Thereupon counsel for the company moved for a full Board review, which was sustained and following a careful review of the record, the Board rendered its award in October, 1937, amplifying and affirming the award and opinion of the referee.

From that award the company, on October 8, 1937, duly prosecuted an appeal to the Jefferson circuit court.

By its petition filed therein, it set out the proceeding had before the Compensation Board, the evidence heard, the referee’s award and the full Board’s affirmation of it, and further averred that the ruling by the Board was in excess of its power and that its orders of August 17 and October 19, 1937, and each of them, were not in conformity with the provisions of the Workmen’s Compensation Act, in that the Board allowed the claimant an award when there was no evidence at all in the testimony taken before it to support Browning’s claim that the hernia in question was the result of an injury which arose out of and in the course of his employment, and concluded with the prayer that the court adjudge that the Board set aside its award to Browning of compensation and enter an order refusing his claim therefor.

*264 At the time the court rendered judgment in accord with the prayer of the petition, it also delivered a written opinion (made a part of the record), setting out as the ground of its judgment that Browning’s claim for compensation was not filed with the Board until June 11, 1936, which was more than one year after his claim was made upon his employer for compensation in the fall of 1934, when (it is admitted) a disagreement arose between them by reason of the company’s refusal to pay compensation, and that, by reason of such then disagreement, the claim of Browning was, at the time of its later filing with the Compensation Board more than a year after their failure to agree, barred by the one-year limitation, within which it was required to be filed with the Board by section 4914, Kentucky Statutes.

Appellant in his brief insists that the court committed a reversible error in remanding the case to the Board, with the direction to dismiss his claim upon the ground that it was barred by limitation, when no such ground had been set out or pleaded in appellee’s petition, as required by section 4935 of the Compensation Act, providing that the “petition shall state fully the grounds upon which a review is sought” and “assign all errors relied on” and that, the company having failed to plead the statute of limitation in its petition, as required, the court erred in deciding the case upon such ground, as it was neither relied on nor assigned as an error in its petition asking the court’s review.

In answer to this contention, appellee contends that the question of limitation, even though not pleaded in in the petition, was before the court and available to it as a ground for its decision, for the reason that it appears by the record of the testimony of the parties offered before the Board that it was raised, that appellee had relied on it from the beginning of the case and that it was one of the employer’s two specific points of defense — the first being that there was no evidence in the record to support appellant’s claim that the hernia resulted from any injury sustained by him while employed by the Ford Motor Company, and the second, that no application for compensation having been filed with the Board within one year after the claim therefor was denied or the parties failed to agree, claimant’s application was barred by limitation, as was expressly held *265 in the like case of Scott Tobacco Co. v.

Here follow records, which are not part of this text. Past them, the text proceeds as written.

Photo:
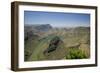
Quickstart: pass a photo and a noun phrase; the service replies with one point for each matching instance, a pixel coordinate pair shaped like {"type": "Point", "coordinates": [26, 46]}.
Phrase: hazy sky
{"type": "Point", "coordinates": [56, 19]}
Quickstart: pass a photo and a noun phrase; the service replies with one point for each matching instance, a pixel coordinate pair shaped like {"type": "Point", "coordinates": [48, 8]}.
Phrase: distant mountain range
{"type": "Point", "coordinates": [35, 30]}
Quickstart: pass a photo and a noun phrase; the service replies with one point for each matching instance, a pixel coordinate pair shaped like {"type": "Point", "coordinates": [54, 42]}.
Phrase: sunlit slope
{"type": "Point", "coordinates": [75, 44]}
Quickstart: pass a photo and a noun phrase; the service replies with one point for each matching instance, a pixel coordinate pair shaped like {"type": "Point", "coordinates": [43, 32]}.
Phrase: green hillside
{"type": "Point", "coordinates": [74, 43]}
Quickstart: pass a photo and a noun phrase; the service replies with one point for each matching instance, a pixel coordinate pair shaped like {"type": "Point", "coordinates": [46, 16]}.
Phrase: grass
{"type": "Point", "coordinates": [34, 48]}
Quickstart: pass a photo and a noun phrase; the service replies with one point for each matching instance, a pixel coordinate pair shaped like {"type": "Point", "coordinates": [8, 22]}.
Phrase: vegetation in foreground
{"type": "Point", "coordinates": [47, 43]}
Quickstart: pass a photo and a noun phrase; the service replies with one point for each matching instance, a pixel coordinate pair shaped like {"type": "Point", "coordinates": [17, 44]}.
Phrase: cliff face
{"type": "Point", "coordinates": [55, 50]}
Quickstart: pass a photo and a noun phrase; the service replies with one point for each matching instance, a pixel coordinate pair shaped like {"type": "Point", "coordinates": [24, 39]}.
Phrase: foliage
{"type": "Point", "coordinates": [76, 54]}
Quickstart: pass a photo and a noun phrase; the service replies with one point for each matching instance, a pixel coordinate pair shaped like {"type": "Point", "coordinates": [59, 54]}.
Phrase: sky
{"type": "Point", "coordinates": [56, 19]}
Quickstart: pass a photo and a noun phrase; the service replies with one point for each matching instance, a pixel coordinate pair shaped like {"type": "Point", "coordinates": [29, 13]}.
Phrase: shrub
{"type": "Point", "coordinates": [76, 54]}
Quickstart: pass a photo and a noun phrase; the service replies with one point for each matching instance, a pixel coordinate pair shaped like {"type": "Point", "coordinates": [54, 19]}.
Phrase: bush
{"type": "Point", "coordinates": [76, 54]}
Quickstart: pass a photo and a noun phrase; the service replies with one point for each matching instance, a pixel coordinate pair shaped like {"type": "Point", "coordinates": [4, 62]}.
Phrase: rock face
{"type": "Point", "coordinates": [32, 31]}
{"type": "Point", "coordinates": [55, 50]}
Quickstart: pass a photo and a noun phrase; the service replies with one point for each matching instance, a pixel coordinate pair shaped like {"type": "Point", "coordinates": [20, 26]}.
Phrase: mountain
{"type": "Point", "coordinates": [35, 30]}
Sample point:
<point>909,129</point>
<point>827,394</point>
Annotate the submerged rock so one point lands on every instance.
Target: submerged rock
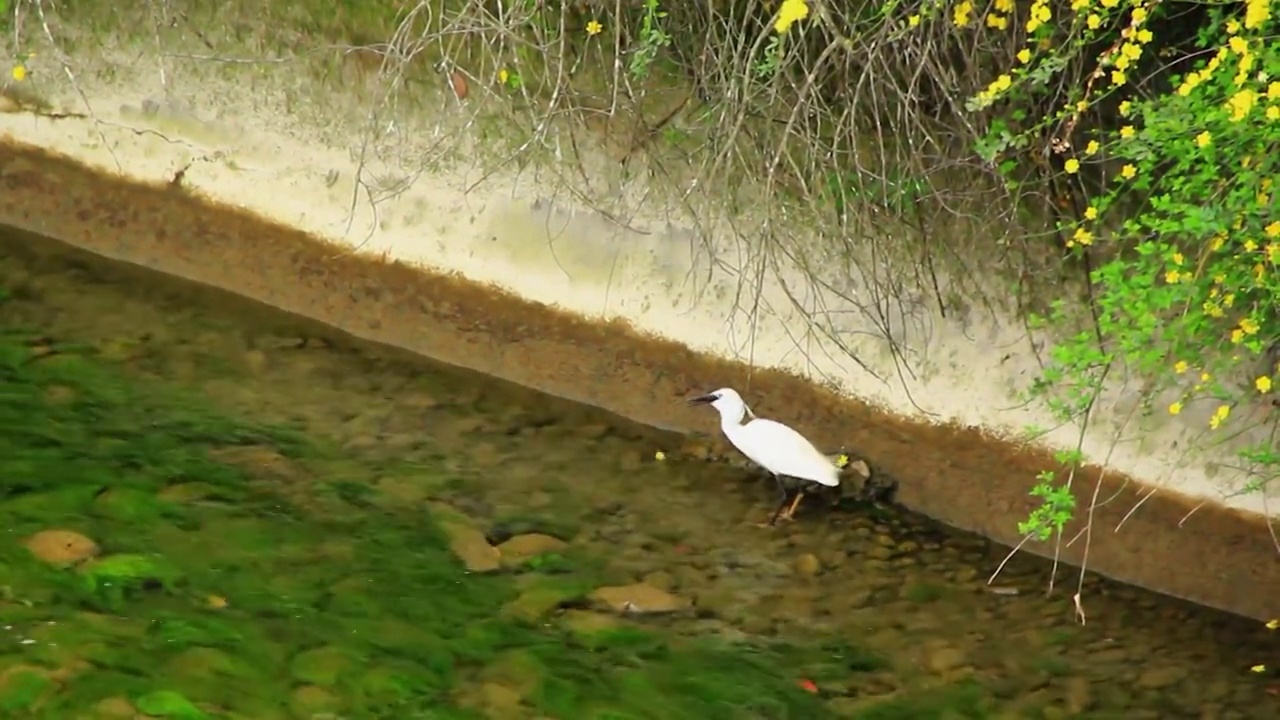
<point>639,597</point>
<point>26,687</point>
<point>114,707</point>
<point>62,547</point>
<point>320,666</point>
<point>586,623</point>
<point>311,701</point>
<point>522,548</point>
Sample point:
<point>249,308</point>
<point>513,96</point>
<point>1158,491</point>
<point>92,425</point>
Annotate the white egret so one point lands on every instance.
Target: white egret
<point>773,446</point>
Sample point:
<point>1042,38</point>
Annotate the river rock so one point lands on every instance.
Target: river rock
<point>521,548</point>
<point>311,701</point>
<point>467,542</point>
<point>113,707</point>
<point>942,659</point>
<point>62,547</point>
<point>638,597</point>
<point>586,623</point>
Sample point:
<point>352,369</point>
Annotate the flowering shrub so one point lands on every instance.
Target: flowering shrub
<point>1170,147</point>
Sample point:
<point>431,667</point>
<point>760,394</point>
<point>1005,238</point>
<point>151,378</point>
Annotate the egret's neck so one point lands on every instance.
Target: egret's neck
<point>732,418</point>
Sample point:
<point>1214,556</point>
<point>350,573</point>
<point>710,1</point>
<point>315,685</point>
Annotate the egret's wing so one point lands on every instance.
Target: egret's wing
<point>785,451</point>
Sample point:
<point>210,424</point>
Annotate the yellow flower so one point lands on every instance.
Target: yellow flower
<point>1240,104</point>
<point>789,13</point>
<point>1256,12</point>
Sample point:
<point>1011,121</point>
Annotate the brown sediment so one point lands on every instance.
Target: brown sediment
<point>960,475</point>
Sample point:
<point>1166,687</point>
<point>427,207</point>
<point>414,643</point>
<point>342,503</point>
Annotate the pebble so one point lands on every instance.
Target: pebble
<point>638,598</point>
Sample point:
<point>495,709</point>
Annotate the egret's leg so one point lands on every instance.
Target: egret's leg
<point>795,504</point>
<point>782,502</point>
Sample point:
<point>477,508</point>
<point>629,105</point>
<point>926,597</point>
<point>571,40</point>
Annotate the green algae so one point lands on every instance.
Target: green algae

Cooper, 258 Ky. 795, 81 S. W. (2d) 588.

Appellee avers that the testimony taken before the Board clearly shows that counsel for appellant and for appellee alike had these two points well in mind in their examination of witnesses, in that appellant’s counsel repeatedly sought, by his interrogation of them, to bring his client’s filing of his claim with the Board for compensation within the statutory period, by attempting to show that there never had been a disagreement between him and his employer as to compensation, while, on the other hand, counsel for appellee, when questioning appellant on cross-examination, directly asked him whether he had applied for and been denied compensation, when he, without qualification, admitted that he was refused compensation by his employer in the fall of 1934 and that a disagreement then arose between him and appellee over the question of the latter’s liability to him for compensation for his hernia injury and resulting disability, alleged to have arisen out of and in the course of his employment in the preceding J anuary.

Appellant, when testifying before the Board upon his direct examination, after describing the manner and circumstances under which he claims to have received the hernia disability in January, 1934, was asked:

“Did you ever talk to the company with reference to compensation, or not? A. Why yes, I went in to see them several times; Dr. Kremer — he always said there was nothing the matter with me; I figured the less I had to say about it the better off I was.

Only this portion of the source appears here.